III. Paul’s visit to Jerusalem; a short visit it was, but it served as a token of respect to that truly mother-church. 1. He came by sea to the port that lay next to Jerusalem. He sailed from Ephesus (v. 21), and landed at Caesarea, v. 22. He chose to go by sea, for expedition and for safety, and that he might see the works of the Lord, and his wonders in the deep. Joppa had been the port for Jerusalem, but Herod having improved Caesarea, and the port at Joppa being dangerous, that was generally made use of. 2. He went up, and saluted the church, by which, I think, is plainly meant the church at Jerusalem, which is emphatically called the church, because there the Christian church began, ch. 15:4. Paul thought it requisite to show himself among them, that they might not think his success among them, that they might not think his success among the Gentiles had made him think himself either above them or estranged from them, or that the honour God had put upon him made him unmindful of the honour he owed to them. His going to salute the church at Jerusalem intimates, (1.) That it was a very friendly visit that he made them, in pure kindness, to enquire into their state, and to testify his hearty good-will to them. Note, The increase of our new friends should not make us forget our old ones, but it should be a pleasure to good men, and good ministers, to revive former acquaintance. The ministers at Jerusalem were constant residents, Paul was a constant itinerant; but he took care to keep up a good correspondence with them, that they might rejoice with him in his going out, and he might rejoice with them in their tents, and they might both congratulate and wish well to one another’s comfort and success. (2.) That it was but a short visit. He went up, and saluted them, perhaps with the holy kiss, and made no stay among them. It was designed but for a transient interview, and yet Paul undertook this long journey for that. This is not the world we are to be together in. God’s people are the salt of the earth, dispersed and scattered; yet it is good to see one another sometimes, if it be but to see one another, that we may confirm mutual love, may the better keep up our spiritual communion with one another at a distance, and may long the more for that heavenly Jerusalem in which we hope to be together for ever.
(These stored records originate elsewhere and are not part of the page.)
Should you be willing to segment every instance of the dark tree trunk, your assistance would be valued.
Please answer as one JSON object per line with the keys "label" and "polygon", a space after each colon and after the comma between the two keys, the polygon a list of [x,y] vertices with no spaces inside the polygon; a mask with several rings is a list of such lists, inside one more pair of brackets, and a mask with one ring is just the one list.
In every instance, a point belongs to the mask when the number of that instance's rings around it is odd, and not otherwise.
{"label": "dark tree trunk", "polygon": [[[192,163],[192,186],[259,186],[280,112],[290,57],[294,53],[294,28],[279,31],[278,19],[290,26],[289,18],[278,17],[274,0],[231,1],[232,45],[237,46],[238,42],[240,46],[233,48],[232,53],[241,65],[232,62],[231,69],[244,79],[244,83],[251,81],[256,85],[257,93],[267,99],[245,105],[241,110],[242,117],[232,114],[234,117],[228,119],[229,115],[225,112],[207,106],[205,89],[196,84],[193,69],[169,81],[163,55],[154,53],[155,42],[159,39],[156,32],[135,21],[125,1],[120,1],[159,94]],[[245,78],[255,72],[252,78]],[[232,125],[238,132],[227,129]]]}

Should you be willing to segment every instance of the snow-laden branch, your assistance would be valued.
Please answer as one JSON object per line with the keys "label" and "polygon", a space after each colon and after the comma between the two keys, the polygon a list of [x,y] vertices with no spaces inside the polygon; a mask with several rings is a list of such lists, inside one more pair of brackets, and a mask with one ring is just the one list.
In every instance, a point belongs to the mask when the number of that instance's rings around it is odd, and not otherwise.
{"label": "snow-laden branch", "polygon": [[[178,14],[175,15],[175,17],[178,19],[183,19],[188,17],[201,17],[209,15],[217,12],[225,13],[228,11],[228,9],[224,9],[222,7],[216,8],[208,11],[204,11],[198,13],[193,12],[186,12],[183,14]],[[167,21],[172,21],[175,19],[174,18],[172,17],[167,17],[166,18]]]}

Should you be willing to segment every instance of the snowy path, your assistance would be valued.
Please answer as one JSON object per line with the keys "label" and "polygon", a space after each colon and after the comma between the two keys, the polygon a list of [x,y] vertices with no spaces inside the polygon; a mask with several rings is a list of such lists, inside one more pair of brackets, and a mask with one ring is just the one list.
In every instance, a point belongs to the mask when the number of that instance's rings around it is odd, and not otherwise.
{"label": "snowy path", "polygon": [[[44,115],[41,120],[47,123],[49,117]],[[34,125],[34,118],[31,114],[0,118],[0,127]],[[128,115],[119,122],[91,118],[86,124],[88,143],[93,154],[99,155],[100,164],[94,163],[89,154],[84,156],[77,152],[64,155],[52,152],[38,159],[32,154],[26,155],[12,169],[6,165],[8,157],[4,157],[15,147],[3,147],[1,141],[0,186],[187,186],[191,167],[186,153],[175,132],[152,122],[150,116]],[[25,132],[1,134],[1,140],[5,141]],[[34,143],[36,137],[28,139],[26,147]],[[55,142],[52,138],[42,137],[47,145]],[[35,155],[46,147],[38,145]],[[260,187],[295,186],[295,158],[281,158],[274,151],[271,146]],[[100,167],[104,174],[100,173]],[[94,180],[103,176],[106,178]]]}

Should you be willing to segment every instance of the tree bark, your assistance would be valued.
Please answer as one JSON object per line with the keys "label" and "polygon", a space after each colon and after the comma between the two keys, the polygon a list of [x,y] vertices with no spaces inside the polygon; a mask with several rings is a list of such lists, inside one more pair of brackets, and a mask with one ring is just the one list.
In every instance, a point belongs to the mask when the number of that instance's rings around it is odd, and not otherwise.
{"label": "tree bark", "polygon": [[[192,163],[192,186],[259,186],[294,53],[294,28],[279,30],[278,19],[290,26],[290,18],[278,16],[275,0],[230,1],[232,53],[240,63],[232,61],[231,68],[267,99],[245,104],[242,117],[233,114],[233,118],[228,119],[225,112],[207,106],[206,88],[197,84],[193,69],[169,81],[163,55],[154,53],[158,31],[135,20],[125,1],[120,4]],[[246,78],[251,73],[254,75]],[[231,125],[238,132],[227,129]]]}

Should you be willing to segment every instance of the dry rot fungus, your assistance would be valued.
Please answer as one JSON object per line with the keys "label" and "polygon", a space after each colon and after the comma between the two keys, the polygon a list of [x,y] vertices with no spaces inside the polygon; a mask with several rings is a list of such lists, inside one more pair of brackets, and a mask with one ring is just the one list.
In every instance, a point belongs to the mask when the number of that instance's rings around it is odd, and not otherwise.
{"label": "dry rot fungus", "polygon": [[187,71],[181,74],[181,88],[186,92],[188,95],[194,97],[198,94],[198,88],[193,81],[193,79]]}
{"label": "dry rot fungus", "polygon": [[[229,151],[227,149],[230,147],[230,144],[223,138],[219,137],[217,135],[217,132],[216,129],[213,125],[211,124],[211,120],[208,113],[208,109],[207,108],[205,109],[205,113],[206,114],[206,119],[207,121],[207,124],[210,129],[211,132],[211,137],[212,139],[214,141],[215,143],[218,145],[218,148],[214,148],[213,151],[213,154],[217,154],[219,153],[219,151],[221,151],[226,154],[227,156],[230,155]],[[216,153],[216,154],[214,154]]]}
IV. His return through those countries where he had formerly preached the gospel. 1. He went and spent some time in Antioch, among his old friends there, whence he was first sent out to preach among the Gentiles, ch. 13:1. He went down to Antioch, to refresh himself with the sight and conversation of the ministers there; and a very good refreshment it is to a faithful minister to have for awhile the society of his brethren; for, as iron sharpeneth iron, so doth a man the countenance of his friend. Paul’s coming to Antioch would bring to remembrance the former days, which would furnish him with matter for fresh thanksgiving. 2. Thence he went over the country of Galatia and Phrygia in order, where he had preached the gospel, and planted churches, which, though very briefly mentioned (ch. 16:6), was yet a glorious work, as appears by Gal. 4:14, 15, where Paul speaks of his preaching the gospel to the Galatians at the first, and their receiving him as an angel of God. These country churches (for such they were [Gal. 1:2], and we read not of any city in Galatia where a church was) Paul visited in order as they lay, watering what he had been instrumental to plant, and strengthening all the disciples. His very coming among them, and owning them, were a great strengthening to them and their ministers. Paul’s countenancing them was encouraging them; but that was not all: he preached that to them which strengthened them, which confirmed their faith in Christ, their resolutions for Christ, and their pious affections to him. Disciples need to be strengthened, for they are compassed about with infirmity; ministers must do what they can to strengthen them, to strengthen them all, by directing them to Christ, and bringing them to live upon him, whose strength is perfected in their weakness, and who is himself their strength and song.
And a certain Jew named Apollos, born at Alexandria, an eloquent man, and mighty in the scriptures, came to Ephesus.
The sacred history leaves Paul upon his travels, and goes here to meet Apollos at Ephesus, and to give us some account of him, which was necessary to our understanding some passages in Paul’s epistles.
I. Here is an account of his character, when he came to Ephesus.
1. He was a Jew, born at Alexandria in Egypt, but of Jewish parents; for there were abundance of Jews in that city, since the dispersion of the people, as it was foretold (Deu. 28:68): The Lord shall bring thee into Egypt again. His name was not Apollo, the name of one of the heathen gods, but Apollos, some think the same with Apelles, Rom. 16:10.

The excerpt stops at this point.